The 2005 energy bill altered some provisions of the 1920 Minerals Leasing Act that were a deterrent to large-scale development, and also laid out a 30-month timetable for establishing federal regulations governing commercial leasing.
Shell has been deliberately low-key about their R&D, wanting to avoid the hype, and the disappointment, that surrounded the last oil-shale boom. But O'Connor said the results have been sufficiently encouraging they are gradually getting more open. Starting next week, they will be holding public hearings in northwest Colorado.
I'll say it again. Wow.
;^)
"Not a problem. They can have political power if we get cheap energy, and if we don't they can run checkout at WalMart. They will get the message."

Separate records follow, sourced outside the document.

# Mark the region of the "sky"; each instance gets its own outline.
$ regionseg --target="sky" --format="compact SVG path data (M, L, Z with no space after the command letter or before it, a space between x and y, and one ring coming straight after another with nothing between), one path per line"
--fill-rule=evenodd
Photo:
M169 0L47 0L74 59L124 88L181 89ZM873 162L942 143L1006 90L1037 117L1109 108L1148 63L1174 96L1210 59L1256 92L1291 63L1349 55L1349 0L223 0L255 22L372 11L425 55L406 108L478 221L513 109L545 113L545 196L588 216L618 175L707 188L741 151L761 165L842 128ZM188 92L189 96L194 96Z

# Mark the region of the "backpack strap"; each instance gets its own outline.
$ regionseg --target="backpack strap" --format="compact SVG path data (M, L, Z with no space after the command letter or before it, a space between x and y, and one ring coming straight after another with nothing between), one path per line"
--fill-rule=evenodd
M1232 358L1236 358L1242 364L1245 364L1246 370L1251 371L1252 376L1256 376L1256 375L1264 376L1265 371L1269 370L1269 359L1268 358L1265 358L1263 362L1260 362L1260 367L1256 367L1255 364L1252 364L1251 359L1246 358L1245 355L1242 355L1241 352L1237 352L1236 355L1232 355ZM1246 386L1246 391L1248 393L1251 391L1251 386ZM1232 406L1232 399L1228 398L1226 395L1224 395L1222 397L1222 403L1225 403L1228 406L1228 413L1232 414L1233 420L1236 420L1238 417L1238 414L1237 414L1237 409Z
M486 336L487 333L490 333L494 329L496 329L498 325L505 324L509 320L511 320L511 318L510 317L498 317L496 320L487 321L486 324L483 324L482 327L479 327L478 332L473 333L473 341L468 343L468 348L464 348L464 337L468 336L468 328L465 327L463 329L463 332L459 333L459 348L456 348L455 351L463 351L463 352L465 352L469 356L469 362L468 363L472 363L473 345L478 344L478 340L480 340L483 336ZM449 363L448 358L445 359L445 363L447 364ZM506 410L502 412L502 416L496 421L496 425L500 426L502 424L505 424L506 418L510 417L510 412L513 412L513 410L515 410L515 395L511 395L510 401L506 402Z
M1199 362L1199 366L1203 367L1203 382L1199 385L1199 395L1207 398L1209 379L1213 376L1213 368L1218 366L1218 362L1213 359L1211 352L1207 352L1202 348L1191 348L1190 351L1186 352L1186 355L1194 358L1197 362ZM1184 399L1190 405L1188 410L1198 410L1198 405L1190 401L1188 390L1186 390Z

All have the message. Have had for some thirty years. As for as cheap energy on a national scale. Energy sources and how they are used are only part of the equation. We shall always need petroleum based products, that are not obtainable from other sources. Such as lubricants, jet fuel, heating oil, natural gas for cooking/home heating etc., and the diverse fractions that come from petroleum oil for literally hundreds of thousands of end products, not to mentioned all the required derived chemicals used in so many processes.

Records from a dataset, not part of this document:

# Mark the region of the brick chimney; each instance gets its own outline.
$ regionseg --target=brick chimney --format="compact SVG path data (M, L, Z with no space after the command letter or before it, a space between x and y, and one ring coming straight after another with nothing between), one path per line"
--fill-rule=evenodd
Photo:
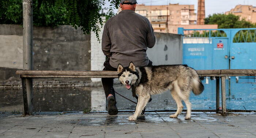
M198 25L204 24L205 18L205 9L204 8L204 0L198 0L197 5L197 20L196 24Z

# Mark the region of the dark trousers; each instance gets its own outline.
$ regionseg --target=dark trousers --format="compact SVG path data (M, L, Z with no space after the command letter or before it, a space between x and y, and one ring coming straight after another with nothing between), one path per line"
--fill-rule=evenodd
M147 66L152 66L152 62L150 60L149 62L148 62L148 64ZM105 68L103 69L103 70L117 71L117 69L113 68L110 65L109 58L107 59L104 63L104 66L105 66ZM113 88L114 78L102 78L101 82L103 86L104 91L105 92L106 98L108 98L108 96L109 94L112 94L115 98L115 91Z

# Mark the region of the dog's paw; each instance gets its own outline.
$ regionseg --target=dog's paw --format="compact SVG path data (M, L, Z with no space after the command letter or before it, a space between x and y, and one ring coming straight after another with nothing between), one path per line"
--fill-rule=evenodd
M188 119L191 119L191 118L190 117L186 116L186 117L185 117L185 119L186 119L186 120L188 120Z
M176 115L175 114L172 114L172 115L170 115L170 118L177 118L177 116L178 116L177 115Z
M133 115L131 115L128 118L129 121L135 121L137 120L137 117L135 117Z

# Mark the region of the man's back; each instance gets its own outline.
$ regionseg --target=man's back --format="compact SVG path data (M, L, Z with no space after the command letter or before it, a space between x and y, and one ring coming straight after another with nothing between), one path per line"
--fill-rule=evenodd
M102 49L114 68L118 64L128 66L131 61L135 66L145 66L149 62L147 47L153 47L155 41L153 29L146 17L132 10L123 10L106 23Z

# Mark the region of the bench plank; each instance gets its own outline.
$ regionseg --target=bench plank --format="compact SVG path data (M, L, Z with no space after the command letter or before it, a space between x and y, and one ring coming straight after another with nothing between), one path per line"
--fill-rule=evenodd
M222 69L196 70L199 77L256 76L255 69ZM17 70L21 77L51 78L117 78L117 72L113 71Z

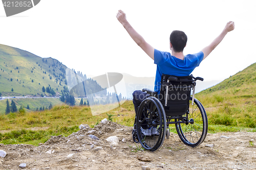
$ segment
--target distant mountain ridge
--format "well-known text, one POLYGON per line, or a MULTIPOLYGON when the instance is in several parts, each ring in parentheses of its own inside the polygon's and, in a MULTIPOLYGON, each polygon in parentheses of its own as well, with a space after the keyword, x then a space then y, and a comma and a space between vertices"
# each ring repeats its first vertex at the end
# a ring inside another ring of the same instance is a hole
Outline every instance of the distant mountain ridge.
MULTIPOLYGON (((62 63, 51 57, 42 58, 8 45, 0 44, 0 92, 3 96, 38 96, 41 94, 51 96, 42 91, 43 86, 54 89, 58 96, 64 90, 64 86, 68 86, 67 67, 62 63)), ((86 75, 73 69, 72 71, 87 80, 86 75)), ((94 88, 100 86, 93 80, 88 81, 87 85, 93 92, 94 88)))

We need oil, and I am not talking about plant derived oils such as corn, cotton seed, soybean etc.. They cannot be cracked to obtain the extremely short list I make mention of above. It is all a bit more complicated then many of us understand believe me.

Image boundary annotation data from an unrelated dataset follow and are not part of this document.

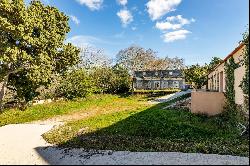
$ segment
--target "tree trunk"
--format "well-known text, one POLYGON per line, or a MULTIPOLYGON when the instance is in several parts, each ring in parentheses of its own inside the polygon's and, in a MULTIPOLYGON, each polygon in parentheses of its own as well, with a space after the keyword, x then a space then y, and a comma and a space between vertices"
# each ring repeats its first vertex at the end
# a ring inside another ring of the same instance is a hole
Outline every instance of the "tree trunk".
POLYGON ((0 82, 0 111, 3 110, 3 99, 6 92, 8 76, 6 76, 2 82, 0 82))

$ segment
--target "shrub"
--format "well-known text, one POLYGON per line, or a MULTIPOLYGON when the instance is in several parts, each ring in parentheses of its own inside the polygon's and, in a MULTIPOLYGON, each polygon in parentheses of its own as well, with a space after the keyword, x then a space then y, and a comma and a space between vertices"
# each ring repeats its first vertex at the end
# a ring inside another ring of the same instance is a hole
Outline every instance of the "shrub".
POLYGON ((67 72, 57 89, 59 97, 67 99, 82 98, 95 92, 96 87, 83 69, 67 72))

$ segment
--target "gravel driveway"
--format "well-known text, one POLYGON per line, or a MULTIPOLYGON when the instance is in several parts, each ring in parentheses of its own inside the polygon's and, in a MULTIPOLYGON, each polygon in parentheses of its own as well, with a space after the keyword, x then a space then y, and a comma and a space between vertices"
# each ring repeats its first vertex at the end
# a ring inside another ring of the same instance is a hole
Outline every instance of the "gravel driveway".
POLYGON ((60 149, 41 135, 53 125, 16 124, 0 127, 0 165, 249 165, 248 157, 177 152, 113 152, 60 149))

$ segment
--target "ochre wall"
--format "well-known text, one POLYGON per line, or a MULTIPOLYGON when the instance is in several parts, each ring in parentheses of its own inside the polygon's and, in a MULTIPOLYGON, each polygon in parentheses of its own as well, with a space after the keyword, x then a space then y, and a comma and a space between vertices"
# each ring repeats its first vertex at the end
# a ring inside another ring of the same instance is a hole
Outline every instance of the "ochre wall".
POLYGON ((222 92, 191 93, 191 112, 213 116, 223 111, 225 96, 222 92))
POLYGON ((235 90, 235 103, 236 104, 244 103, 244 94, 243 94, 241 87, 239 87, 244 75, 245 75, 245 66, 241 66, 234 70, 234 76, 235 76, 234 90, 235 90))

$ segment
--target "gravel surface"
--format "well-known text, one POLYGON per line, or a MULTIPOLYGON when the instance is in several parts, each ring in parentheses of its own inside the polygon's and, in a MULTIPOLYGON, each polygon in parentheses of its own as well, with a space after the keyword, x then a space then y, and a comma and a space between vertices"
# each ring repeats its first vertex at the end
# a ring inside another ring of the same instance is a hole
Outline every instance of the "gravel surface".
POLYGON ((51 124, 0 127, 0 165, 249 165, 248 157, 178 152, 113 152, 57 148, 41 135, 51 124))

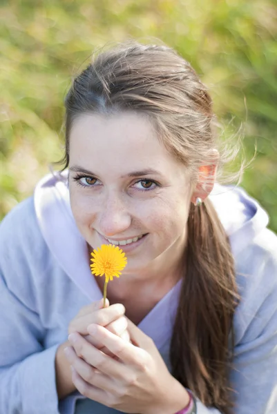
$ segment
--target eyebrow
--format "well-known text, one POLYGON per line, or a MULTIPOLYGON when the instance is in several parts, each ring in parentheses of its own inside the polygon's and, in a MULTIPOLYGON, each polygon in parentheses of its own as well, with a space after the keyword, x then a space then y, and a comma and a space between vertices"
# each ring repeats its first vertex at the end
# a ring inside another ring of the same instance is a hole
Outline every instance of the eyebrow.
MULTIPOLYGON (((93 175, 94 177, 97 176, 97 175, 93 171, 86 170, 86 168, 83 168, 83 167, 79 166, 73 166, 70 167, 69 170, 73 172, 82 172, 83 174, 88 174, 88 175, 93 175)), ((143 175, 151 175, 153 174, 157 174, 160 175, 160 172, 157 170, 153 170, 153 168, 146 168, 145 170, 141 170, 140 171, 132 171, 131 172, 128 172, 126 175, 126 177, 142 177, 143 175)), ((124 176, 122 177, 123 177, 124 176)))

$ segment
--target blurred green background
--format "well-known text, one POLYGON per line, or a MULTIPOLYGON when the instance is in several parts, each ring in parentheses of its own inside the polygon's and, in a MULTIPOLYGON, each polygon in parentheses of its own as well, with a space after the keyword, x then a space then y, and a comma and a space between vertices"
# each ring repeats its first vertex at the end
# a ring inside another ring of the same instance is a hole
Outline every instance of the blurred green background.
POLYGON ((109 41, 153 38, 175 48, 209 86, 220 120, 255 161, 242 181, 277 231, 277 4, 269 0, 2 0, 0 219, 32 192, 63 148, 72 77, 109 41))

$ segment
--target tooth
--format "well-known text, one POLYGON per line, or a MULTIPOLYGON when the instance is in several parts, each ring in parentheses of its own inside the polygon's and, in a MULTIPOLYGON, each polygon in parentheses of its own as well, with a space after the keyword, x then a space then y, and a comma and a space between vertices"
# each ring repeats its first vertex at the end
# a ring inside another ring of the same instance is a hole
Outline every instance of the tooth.
POLYGON ((119 245, 119 241, 117 241, 116 240, 110 240, 109 239, 107 239, 109 243, 111 243, 111 244, 115 244, 115 246, 118 246, 119 245))

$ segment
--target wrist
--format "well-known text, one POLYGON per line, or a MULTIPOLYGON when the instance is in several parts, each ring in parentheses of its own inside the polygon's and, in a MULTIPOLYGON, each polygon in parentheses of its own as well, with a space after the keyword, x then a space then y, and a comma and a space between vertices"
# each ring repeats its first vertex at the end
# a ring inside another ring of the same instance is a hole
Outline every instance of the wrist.
POLYGON ((55 366, 56 372, 56 388, 59 400, 64 398, 76 390, 72 382, 70 366, 66 357, 64 349, 70 346, 68 341, 61 344, 57 349, 55 366))
POLYGON ((178 413, 189 404, 191 396, 188 391, 175 378, 172 377, 172 379, 167 388, 169 394, 160 401, 160 406, 155 408, 153 414, 178 413))

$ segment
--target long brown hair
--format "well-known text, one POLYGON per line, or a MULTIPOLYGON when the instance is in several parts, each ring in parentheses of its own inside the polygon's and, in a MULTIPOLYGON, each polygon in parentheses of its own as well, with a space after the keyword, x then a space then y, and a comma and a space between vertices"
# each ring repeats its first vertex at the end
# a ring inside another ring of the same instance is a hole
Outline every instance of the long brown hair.
MULTIPOLYGON (((65 106, 66 167, 75 119, 128 110, 150 119, 168 150, 190 169, 194 184, 199 167, 211 164, 216 142, 211 97, 189 63, 166 46, 127 42, 99 53, 74 79, 65 106)), ((209 199, 200 206, 191 204, 184 255, 172 373, 204 404, 227 414, 238 295, 228 238, 209 199)))

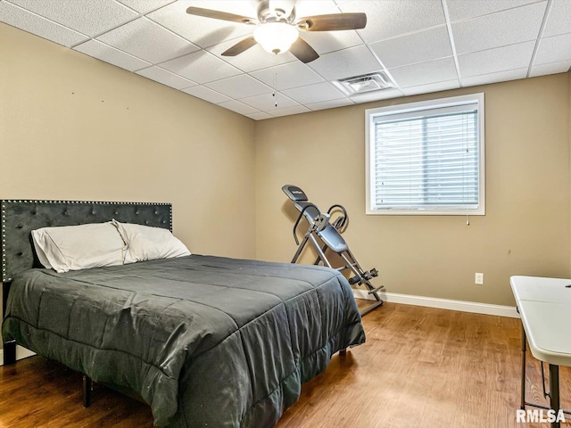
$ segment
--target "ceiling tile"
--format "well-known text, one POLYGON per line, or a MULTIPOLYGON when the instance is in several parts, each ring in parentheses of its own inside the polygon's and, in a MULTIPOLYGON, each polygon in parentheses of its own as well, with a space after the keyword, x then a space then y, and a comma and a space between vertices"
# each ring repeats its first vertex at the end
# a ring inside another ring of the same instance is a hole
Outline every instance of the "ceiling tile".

9/1/2005 Senator Bill Nelson (D-FL), a dangerous embarrassment
We went from jungle to rain forest, swamp to wetland... What can "desert" be turned into? "Sun-surfeited biome" maybe?
ping
Bookmarking
The cost of producing Saudi oil is only $3 per barrel but the value of their as yet untapped reserves is more than that by quite a bit. That is why they can deliver oil at a profit.
The prospect of producing oil from shale in the US for $30 per barrel also explains why it is unlikely that world oil prices can remain as high as they are. How much shale oil will be produced if the world price of crude falls to $28? Practically none.
I believe that it is impossible for the US to reduce its dependence on foreign oil as long as the Saudis continue pumping.
TS
I'll say it too. Wow.
BTTT
bump for later
Let the heathen Sa-uds pound sand, PIIINNGGGG
"As asked earlier, how do they prevent an enormous loss of liquid via seepage?"
I don't know. Sorry. I'm sure the pumping system is in place around the localized heating to get the majority, however.
ping
Shale may never overcome the price advantage that the Saudis currently enjoy, but unless they decide to engage in a price war, I think there is plenty of room for profit at $50-$60 per barrel. Shell says their recovery method is profitable at $30 per barrel, and that seemed to be the price break with previous methods too. They were doing a lot of shale extraction in the 1970s, and then it died off when prices fell.
My husband says that they could probably get an operation up and running in three months. Let's hope those hearings go well. This would be a real boon to the economy of the mountain states where most of the shale is located. And we could be calling the shots for once.
It was a small pilot project.
My premise is that they would have to apply for these jobs and be eager to move there. Anyone not cooperating, or misbehaving, would be kicked out.